For fruits like mangoes from Yujing, pineapples from Guanmiao, longans from Dongshan, and pomeloes from Madou—all in Tainan—the place name has become a brand name. We took advantage of the warm winter sun of Southern Taiwan to visit the SunnyGoGo fruit processing factory in Guiren, which is close to all of these fruit growing locales. As soon as you enter the plant your nose is assailed by a rich fragrance of fruit. Nick Chen, manager of SunnyGoGo, says they chose to set up in Guiren because of the convenience of transporting fruit there.

The fruity scent comes from dragon fruit (pitaya) that workers are cutting up at that moment. Chen says that this is the ‘Da Hong’ variety from Pingtung County. The ripe fruit has deep red flesh and a delicate texture. After 40 hours of drying, it becomes more fragrant and sweeter, without adding sugar. You can still taste the distinctive aroma of dragon fruit, and it has a granular texture like eating sesame seeds.
 

Depending on the pineapple variety used, the filling in pineapple cakes can be sweet or tart.

Depending on the pineapple variety used, the filling in pineapple cakes can be sweet or tart.
 

Additive-free

SunnyGoGo is one of Taiwan’s leading producers of additive-free dried fruit. They do not add preservatives, coloring, or flavoring agents, but simply select fruit such as mangoes, pineapples, and papayas that meet their sweetness requirements and dry them at low temperatures. As the water content evaporates, the sweetness is concentrated, making the fruits into healthy, delicious snacks.

The company’s peak production season begins in March, starting with pineapple, followed by guava and dragon fruit. In July they start drying mango, their leading product, along with ‘Mei Chiao’ ABB bananas, roselle flowers, papaya, and star fruit. After low-­temperature drying the fruit fragrance is even stronger. With Tai­nong No. 2 papaya, for example, after around 15 chews there is an explosion of taste in your mouth like a papaya milk drink. ‘Mei Chiao’ bananas have soft and chewy flesh, and remain soft and chewy after drying, making them a nutritious snack suitable for children and the elderly, with the scent of banana and a taste like natural fruit gummy candy.
 

Nick Chen (right) contracts with a young farmer nicknamed “Big Bear” to produce pineapple for drying.

Nick Chen (right) contracts with a young farmer nicknamed “Big Bear” to produce pineapple for drying.
 

Promoting Taiwan

Nick Chen was born in Tainan’s Nanxi District, known as “the home of fruit.” Besides growing mango, it is Taiwan’s biggest producer of star fruit, and the area cultivated with jujube ranks third nationwide. Chen and his wife Chen Yi Qian, a fine arts teacher, founded Sunny­GoGo ten years ago. Their initial goal was to promote fruits from their hometown. As well as drying fruit, they also ship premium-quality fresh jujubes, Irwin mangoes, and Yuhebao lychees to Japan by air. Chen says in his authentic Tainan accent that fruit from other countries cannot match the refinement of fruit from Taiwan.

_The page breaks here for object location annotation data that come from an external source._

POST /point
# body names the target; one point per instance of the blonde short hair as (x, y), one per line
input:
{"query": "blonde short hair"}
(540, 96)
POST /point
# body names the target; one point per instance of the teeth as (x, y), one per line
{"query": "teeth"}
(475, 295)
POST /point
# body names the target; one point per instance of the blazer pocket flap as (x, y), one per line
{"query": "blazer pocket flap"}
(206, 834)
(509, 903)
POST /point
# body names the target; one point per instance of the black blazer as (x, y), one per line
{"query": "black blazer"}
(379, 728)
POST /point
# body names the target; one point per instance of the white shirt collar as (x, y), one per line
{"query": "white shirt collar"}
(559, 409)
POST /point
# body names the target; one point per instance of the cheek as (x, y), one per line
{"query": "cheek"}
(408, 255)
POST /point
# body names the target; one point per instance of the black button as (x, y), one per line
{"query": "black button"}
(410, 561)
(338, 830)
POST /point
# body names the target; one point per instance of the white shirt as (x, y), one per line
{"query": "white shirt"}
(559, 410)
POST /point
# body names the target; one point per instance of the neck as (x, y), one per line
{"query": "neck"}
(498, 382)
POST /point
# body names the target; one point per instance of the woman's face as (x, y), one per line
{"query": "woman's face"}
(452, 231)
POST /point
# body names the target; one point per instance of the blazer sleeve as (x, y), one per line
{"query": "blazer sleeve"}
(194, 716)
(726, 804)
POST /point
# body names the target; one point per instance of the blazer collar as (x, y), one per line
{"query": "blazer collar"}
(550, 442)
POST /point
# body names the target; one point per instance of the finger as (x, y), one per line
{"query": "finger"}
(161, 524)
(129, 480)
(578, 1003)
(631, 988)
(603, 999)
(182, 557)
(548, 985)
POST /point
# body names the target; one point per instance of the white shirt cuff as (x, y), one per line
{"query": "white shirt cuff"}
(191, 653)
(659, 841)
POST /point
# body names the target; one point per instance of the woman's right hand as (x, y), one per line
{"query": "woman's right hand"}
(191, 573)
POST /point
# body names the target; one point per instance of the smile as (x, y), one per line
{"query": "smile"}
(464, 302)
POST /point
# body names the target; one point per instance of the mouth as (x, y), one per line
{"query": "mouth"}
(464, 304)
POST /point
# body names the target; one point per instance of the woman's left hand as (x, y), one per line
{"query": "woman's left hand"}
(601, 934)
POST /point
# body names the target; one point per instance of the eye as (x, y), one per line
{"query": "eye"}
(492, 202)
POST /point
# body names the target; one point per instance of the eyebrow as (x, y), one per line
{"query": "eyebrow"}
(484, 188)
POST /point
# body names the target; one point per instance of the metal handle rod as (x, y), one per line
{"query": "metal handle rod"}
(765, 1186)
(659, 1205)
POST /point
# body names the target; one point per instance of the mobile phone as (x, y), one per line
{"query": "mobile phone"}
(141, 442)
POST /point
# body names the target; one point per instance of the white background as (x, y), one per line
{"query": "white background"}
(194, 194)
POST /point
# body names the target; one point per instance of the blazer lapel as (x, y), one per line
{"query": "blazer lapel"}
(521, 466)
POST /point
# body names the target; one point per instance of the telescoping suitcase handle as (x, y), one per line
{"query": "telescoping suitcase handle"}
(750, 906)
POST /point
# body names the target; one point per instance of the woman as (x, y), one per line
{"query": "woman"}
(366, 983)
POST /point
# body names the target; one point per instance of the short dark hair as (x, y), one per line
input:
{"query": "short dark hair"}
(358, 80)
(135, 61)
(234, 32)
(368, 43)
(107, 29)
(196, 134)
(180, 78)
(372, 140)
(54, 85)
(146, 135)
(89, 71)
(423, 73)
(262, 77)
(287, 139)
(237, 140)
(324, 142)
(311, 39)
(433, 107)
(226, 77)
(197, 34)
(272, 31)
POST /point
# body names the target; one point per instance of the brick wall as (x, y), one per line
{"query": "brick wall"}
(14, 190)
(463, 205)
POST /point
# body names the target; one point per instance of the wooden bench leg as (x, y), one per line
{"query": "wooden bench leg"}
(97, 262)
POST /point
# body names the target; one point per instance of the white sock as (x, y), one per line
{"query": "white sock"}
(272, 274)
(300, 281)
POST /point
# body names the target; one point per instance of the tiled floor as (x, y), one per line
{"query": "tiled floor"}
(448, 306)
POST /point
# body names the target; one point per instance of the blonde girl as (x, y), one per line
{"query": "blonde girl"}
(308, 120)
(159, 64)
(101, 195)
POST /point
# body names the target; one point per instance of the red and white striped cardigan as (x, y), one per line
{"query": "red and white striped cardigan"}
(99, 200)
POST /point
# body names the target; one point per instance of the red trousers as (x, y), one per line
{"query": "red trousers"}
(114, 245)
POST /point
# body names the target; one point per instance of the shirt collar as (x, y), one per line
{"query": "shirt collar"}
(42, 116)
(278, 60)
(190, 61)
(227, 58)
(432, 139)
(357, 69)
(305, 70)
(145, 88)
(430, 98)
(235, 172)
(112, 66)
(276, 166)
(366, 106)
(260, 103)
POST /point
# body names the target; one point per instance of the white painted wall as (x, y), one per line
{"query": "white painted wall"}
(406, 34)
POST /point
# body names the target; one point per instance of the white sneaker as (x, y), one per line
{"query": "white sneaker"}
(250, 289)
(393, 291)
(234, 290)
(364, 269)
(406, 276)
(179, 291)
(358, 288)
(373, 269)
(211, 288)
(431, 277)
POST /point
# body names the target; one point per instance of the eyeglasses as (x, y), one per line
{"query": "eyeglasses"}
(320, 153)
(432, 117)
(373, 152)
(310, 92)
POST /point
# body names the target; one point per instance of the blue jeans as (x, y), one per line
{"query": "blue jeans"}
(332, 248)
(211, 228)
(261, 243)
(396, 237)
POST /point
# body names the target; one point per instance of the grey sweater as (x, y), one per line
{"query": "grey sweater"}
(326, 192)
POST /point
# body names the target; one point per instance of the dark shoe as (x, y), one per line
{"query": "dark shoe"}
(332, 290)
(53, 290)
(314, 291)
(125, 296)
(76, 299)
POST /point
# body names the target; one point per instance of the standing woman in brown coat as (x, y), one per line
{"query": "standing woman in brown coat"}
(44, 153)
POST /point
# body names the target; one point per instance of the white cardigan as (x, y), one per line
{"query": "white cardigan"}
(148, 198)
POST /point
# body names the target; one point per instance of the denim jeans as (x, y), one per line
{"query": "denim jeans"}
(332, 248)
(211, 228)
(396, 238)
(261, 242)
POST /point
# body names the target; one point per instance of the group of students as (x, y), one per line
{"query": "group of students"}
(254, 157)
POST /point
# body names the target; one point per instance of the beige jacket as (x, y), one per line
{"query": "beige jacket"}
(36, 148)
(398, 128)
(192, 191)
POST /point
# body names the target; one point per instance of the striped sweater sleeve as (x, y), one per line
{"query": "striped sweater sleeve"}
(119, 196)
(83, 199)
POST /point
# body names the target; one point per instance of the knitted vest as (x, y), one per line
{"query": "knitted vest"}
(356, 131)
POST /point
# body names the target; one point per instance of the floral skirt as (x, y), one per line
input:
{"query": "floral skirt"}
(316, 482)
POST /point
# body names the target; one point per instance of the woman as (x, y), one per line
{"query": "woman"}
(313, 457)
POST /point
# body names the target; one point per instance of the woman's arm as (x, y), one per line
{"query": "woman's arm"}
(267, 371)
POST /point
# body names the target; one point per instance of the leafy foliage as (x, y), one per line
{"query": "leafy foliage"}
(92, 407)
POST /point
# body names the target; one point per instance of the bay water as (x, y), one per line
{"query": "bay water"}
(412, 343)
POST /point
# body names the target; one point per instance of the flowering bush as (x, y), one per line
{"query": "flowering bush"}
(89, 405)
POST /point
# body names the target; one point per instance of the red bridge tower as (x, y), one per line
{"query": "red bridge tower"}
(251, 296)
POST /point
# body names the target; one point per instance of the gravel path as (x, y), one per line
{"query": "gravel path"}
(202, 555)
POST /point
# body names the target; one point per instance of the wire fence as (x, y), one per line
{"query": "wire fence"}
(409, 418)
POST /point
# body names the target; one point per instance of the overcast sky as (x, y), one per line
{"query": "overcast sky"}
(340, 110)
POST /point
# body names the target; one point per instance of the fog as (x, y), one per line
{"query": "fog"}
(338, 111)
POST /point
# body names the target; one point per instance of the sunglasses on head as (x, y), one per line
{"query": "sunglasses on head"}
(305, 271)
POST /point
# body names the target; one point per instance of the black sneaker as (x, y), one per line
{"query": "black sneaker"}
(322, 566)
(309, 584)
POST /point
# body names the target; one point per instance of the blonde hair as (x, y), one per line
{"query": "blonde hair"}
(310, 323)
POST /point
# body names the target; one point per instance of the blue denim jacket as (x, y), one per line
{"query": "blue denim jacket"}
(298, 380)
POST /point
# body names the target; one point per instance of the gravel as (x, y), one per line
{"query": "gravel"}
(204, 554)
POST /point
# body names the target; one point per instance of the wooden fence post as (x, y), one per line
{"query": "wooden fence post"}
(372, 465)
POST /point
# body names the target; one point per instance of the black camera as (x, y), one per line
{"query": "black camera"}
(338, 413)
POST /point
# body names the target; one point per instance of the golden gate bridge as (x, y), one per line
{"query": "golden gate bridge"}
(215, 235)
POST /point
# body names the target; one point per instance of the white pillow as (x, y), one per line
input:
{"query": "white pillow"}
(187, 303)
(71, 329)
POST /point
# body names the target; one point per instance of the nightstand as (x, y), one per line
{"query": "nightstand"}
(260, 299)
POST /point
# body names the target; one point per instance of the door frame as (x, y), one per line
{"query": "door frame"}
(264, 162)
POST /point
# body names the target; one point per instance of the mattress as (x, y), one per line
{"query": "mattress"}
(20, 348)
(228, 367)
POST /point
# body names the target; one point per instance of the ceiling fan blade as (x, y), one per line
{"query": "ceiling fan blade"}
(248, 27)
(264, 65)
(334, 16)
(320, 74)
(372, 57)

Besides SunnyGoGo, we also visit the Green Bee Jam factory, which has both ISO 22000 and HACCP certifications. Even though the visitors’ walkway is separated from the processing area by glass, you can still smell the rich fragrance of their fruit fillings.

Green Bee vice president Kevin Wang notes that among the company’s fruit products, mango and passion fruit have the highest acceptance worldwide. The fillings they make with these two fruits can be widely used in cakes, dorayaki, and red bean cakes. The fruit sauces, meanwhile, are mainly used in cold tea drinks and salads, or on tofu pudding and ice cream. Taiwan’s Irwin mangoes, for example, have a pronounced flavor, and when concentrated into a filling or sauce, are more fragrant than mangoes from other countries, helping Green Bee’s products stand out from the competition. They work with a partner company to produce frozen mango pancake dough for export to the US.

The diverse uses of Taiwanese fruit go far beyond enabling summer fruit to be eaten in winter. As Nick Chen points out, fresh fruit has a limited storage life. Fruit can only be transported over long distances and stored for long periods if it is processed. Drying makes it possible to market Taiwan’s high-quality tropical fruit to the whole world.